Triple Olympic gold medallist Grant Hackett will attempt to qualify for the national team almost seven years after walking away from the sport.
The 34-year-old will line up on the blocks against swimmers almost half his age when he competes at the Australian Swimming Championships which begin in Sydney on Friday.
Hackett said upheaval in his personal life led him back to the pool, but the distance champion said he is a different swimmer the second time around.
“I don’t have expectations like I did before and I sort of reserve the right to pull out at anytime,” he said
A lot of people are wondering why Hackett decided to return to competitive swimming almost seven years into his retirement.
“I sort of ask myself that same question when I’m training every morning and night,” he said.
The distance champion has rejoined the Miami Swimming Club on the Gold Coast.
He is being coached by Denis Cotterell, who guided Hackett to gold medals in the 1500 metres freestyle at the Sydney Olympics in 2000 and again in Athens in 2004.
Cotterell said retirement had not diminished Hackett’s work ethic.
“He trains like he used to and that’s as hard as anyone can possibly go,” Cotterell said.
The 34-year-old competed in two lead-up meets and clocked respectable times in the 200 metres and 400 metres freestyle events.
His coach says the former distance king is not contemplating a return to the 1500 metres, a race he dominated internationally for more than decade.
“It’s a little too short a time frame,” Cotterell said.
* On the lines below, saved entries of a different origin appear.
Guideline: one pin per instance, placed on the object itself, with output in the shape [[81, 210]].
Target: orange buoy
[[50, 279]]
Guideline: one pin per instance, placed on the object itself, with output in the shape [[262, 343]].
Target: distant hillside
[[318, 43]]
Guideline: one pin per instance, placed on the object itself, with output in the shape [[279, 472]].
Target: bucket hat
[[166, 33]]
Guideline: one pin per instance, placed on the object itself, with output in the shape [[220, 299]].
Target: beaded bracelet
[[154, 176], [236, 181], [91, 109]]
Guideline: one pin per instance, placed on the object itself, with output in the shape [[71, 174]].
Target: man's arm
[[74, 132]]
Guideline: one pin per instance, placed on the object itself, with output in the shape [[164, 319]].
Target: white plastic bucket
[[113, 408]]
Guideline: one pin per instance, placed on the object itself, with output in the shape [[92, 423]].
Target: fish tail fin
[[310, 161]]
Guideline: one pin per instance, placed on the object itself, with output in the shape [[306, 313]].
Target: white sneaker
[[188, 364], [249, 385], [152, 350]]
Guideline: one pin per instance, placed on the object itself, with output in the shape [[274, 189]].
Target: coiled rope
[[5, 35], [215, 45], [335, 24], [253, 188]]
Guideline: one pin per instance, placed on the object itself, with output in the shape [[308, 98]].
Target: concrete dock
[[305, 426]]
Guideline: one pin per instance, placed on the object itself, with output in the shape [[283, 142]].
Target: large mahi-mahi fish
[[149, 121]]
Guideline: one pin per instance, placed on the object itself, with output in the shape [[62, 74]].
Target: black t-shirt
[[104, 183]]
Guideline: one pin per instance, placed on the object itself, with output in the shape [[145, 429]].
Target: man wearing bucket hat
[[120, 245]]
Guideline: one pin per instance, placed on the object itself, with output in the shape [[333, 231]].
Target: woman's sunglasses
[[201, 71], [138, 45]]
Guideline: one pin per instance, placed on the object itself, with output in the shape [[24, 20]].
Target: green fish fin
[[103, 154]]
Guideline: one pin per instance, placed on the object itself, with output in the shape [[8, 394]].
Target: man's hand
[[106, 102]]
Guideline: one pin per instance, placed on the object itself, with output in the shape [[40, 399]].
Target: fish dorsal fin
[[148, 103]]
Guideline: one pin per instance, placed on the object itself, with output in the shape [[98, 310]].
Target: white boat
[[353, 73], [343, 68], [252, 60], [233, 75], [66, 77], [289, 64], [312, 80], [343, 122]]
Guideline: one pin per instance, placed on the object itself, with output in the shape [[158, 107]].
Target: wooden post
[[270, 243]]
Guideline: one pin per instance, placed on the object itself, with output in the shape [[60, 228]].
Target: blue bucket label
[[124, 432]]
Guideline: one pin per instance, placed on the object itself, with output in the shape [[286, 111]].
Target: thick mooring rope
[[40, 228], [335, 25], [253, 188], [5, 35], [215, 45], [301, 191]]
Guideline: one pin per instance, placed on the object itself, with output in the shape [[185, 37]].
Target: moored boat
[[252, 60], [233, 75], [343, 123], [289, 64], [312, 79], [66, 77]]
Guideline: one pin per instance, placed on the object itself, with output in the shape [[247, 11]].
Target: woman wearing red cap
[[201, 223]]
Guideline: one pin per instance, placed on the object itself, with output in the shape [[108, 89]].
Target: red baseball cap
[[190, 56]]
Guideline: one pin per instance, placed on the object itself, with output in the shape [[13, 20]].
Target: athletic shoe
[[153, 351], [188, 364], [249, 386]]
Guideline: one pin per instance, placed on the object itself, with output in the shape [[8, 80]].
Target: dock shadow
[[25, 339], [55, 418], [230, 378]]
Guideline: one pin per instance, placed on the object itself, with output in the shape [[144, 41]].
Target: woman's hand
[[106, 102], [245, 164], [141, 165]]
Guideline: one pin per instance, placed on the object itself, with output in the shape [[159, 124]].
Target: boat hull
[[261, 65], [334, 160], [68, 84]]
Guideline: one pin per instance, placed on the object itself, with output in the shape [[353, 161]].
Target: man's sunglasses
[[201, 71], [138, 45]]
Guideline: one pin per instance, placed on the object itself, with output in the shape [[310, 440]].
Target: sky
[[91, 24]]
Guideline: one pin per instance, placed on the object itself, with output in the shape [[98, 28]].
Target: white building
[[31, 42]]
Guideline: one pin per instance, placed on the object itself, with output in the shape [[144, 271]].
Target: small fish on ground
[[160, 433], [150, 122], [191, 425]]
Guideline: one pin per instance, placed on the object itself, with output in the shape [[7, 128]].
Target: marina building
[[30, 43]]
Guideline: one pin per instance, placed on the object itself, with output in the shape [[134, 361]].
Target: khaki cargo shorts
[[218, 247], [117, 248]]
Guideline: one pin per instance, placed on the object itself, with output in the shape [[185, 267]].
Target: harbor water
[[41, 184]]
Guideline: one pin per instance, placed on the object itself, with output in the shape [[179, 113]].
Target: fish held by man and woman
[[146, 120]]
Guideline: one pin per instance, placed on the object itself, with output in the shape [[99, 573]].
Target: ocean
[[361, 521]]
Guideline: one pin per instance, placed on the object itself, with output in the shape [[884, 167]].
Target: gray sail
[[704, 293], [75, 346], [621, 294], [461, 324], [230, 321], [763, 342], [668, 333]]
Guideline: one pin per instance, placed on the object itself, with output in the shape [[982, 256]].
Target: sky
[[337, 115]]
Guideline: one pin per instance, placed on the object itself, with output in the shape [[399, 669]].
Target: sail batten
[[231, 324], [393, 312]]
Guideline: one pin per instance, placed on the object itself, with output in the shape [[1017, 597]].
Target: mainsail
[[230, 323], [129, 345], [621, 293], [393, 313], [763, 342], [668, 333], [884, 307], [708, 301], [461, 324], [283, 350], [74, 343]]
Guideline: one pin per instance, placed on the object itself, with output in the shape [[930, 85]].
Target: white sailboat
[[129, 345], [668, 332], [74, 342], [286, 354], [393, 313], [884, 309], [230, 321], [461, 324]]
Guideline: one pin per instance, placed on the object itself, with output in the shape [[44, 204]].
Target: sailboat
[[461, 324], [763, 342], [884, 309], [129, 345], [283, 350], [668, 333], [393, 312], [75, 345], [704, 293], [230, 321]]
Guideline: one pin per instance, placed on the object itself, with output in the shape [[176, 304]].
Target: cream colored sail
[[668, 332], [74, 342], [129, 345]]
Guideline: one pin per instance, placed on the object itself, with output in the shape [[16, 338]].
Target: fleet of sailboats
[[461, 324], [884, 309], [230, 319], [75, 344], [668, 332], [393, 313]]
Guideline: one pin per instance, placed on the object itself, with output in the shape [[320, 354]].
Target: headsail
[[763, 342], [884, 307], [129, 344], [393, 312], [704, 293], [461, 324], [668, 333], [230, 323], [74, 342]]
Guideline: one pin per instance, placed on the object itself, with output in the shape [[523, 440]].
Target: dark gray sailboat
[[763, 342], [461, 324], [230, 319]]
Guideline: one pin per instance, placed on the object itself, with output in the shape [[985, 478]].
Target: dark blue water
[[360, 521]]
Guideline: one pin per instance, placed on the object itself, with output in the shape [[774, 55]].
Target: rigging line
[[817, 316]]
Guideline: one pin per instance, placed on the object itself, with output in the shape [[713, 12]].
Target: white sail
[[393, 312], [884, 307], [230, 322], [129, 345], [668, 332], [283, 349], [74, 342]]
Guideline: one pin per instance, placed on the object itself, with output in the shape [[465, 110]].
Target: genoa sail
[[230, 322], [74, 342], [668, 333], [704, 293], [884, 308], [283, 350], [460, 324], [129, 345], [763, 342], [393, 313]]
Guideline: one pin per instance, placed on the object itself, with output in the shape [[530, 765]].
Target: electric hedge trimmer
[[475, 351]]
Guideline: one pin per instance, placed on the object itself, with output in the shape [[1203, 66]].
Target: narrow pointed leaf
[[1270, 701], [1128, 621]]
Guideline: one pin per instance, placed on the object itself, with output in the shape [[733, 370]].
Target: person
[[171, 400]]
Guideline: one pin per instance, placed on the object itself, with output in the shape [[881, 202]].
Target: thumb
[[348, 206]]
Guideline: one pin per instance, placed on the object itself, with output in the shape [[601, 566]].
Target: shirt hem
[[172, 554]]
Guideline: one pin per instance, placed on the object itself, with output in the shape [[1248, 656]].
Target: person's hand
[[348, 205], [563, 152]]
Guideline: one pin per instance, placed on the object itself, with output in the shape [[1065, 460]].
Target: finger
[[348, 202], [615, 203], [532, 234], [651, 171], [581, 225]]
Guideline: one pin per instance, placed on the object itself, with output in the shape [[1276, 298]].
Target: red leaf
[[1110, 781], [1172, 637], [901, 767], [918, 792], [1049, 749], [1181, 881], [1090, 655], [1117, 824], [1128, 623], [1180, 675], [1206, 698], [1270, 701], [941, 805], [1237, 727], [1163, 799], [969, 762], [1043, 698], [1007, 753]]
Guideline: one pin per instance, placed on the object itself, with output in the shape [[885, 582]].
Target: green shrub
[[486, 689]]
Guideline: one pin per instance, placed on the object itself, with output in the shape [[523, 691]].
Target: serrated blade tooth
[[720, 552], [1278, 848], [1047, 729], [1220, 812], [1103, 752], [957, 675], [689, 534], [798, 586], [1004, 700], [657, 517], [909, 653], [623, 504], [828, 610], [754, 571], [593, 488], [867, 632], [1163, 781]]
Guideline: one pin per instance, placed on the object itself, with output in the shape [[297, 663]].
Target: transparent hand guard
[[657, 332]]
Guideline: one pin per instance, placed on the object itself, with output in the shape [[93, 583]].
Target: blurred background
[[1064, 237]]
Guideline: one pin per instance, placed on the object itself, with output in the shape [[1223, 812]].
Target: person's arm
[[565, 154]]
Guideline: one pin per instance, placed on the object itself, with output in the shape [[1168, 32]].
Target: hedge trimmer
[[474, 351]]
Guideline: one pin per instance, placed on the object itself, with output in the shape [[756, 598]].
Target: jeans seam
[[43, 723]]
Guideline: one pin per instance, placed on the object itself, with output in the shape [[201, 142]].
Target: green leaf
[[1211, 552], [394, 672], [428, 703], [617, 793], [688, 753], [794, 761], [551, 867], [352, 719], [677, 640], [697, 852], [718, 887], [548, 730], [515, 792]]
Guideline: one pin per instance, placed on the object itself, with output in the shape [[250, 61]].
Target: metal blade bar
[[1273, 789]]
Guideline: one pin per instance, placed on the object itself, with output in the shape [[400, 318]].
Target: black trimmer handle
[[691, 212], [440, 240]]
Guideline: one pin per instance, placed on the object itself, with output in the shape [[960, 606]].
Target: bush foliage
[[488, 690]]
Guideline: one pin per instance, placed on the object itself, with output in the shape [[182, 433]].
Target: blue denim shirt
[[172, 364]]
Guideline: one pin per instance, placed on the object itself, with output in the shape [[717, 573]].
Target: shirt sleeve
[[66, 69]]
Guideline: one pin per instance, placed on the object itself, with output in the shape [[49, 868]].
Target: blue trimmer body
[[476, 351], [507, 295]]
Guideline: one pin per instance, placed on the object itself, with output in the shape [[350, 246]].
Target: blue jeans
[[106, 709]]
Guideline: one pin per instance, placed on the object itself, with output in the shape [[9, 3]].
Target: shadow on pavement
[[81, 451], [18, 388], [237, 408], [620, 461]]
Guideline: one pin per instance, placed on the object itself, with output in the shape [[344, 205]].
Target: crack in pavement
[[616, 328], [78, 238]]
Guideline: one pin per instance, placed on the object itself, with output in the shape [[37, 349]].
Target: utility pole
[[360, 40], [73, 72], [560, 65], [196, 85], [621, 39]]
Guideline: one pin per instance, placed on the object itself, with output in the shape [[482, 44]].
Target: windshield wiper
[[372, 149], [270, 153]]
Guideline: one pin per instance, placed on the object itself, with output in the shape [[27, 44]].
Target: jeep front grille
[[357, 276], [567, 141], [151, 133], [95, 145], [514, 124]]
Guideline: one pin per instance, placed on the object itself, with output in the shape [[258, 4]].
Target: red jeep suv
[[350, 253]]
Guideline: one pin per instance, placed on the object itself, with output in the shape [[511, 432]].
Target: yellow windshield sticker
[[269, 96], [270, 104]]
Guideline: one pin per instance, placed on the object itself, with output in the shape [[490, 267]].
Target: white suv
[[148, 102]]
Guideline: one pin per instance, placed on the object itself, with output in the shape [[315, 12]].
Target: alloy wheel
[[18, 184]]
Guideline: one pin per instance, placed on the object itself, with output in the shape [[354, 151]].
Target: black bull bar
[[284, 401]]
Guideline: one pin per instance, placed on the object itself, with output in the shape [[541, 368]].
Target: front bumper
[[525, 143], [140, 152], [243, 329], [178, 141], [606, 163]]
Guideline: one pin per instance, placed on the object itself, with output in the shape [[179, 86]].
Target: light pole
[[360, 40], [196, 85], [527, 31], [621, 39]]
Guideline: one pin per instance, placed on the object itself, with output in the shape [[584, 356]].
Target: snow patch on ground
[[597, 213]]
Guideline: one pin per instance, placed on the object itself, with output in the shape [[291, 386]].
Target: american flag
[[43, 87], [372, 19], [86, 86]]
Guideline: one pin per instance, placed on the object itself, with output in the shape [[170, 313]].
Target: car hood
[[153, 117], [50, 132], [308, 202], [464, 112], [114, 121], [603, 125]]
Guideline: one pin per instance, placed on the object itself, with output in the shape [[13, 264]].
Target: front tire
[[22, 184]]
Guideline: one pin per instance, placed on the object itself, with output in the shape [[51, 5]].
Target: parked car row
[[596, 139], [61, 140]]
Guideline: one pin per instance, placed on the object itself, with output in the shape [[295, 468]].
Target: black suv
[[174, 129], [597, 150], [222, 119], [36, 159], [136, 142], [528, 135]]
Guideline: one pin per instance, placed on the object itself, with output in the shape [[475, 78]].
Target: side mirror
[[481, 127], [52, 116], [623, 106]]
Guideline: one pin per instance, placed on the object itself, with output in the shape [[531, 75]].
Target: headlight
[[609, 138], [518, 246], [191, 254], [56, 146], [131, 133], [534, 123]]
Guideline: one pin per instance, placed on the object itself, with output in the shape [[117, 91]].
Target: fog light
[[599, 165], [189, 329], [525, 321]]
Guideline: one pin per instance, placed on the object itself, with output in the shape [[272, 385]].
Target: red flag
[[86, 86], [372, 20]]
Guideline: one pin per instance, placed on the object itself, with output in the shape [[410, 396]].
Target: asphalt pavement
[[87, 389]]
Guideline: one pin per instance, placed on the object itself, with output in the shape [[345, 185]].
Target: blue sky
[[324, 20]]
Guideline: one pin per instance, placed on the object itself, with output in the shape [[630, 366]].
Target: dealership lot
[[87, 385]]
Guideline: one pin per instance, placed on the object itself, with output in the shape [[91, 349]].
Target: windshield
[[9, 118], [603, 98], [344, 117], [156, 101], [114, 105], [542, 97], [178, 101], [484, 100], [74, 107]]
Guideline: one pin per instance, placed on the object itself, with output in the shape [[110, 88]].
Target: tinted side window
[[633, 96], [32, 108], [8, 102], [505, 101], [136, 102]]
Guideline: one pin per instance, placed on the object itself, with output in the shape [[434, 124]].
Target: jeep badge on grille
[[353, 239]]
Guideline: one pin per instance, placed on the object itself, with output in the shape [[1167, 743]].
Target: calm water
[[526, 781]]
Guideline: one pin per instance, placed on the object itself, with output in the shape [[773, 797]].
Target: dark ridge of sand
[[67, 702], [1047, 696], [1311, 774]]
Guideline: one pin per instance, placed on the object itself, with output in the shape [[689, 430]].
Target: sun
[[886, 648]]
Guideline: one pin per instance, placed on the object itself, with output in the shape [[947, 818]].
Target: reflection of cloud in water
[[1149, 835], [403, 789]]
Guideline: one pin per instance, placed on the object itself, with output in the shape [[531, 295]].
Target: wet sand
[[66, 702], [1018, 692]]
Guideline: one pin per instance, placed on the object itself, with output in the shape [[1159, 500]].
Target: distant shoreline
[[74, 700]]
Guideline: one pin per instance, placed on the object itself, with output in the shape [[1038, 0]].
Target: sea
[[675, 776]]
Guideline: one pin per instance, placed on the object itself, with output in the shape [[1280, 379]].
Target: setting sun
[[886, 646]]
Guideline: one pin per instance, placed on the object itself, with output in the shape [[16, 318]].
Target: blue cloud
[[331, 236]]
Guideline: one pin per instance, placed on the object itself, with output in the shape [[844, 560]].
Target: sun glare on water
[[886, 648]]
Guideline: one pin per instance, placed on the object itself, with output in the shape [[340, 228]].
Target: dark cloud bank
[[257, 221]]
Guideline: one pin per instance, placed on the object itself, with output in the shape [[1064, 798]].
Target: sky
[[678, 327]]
Hackett agreed that the 1,500 metres was out of his reach.
“If I really want to continue with this and if I look to going all the way to the Olympic trials next year .. it’s just really too short a time frame,” he said.
“For the time that I’ve actually had out of the sport and the fitness and the base work that actually needs to be done for a race like that, it would just be too difficult.”
The sport has changed since Hackett retired in 2008 with athletes now doing more specific training and an increased focus on nutrition.
The 34-year-old is now learning from younger athletes including the world-number-one 200m freestyle swimmer Thomas Fraser-Holmes, as well as rising 1500m swimmer Jordan Harrison.
“Overall it’s actually the best squad that I have ever trained in so to just be alongside those guys and trying to be competitive every day is a real challenge for me,” Hackett said.
Hackett said his comeback is different from former team mate and friend, Ian Thorpe, who returned to the sport after four year hiatus and failed to qualify for the London Olympics in 2012.
“I think for me I have come from a totally different avenue as opposed to what Ian did,” he said.
“Ian was making a comeback really focused on the Olympics and it was probably a bit more grand than anything I was intending on doing.”
Hackett said he is excited to be competing at the Australian Championships and it will allow him to gauge his place among the country’s elite swimmers.
“Whilst I am enjoying it I will continue to do it but if I don’t enjoy it, I can pull out at any time because it’s not like I have set up any grand vision of this big comeback.
“I want to just enjoy swimming and hopefully swim fast.”
Hackett said he will not entertain the prospect of competing at next year’s Olympics in Rio.
“People talk about the Olympic Games but that is something I am not even thinking about,” he said.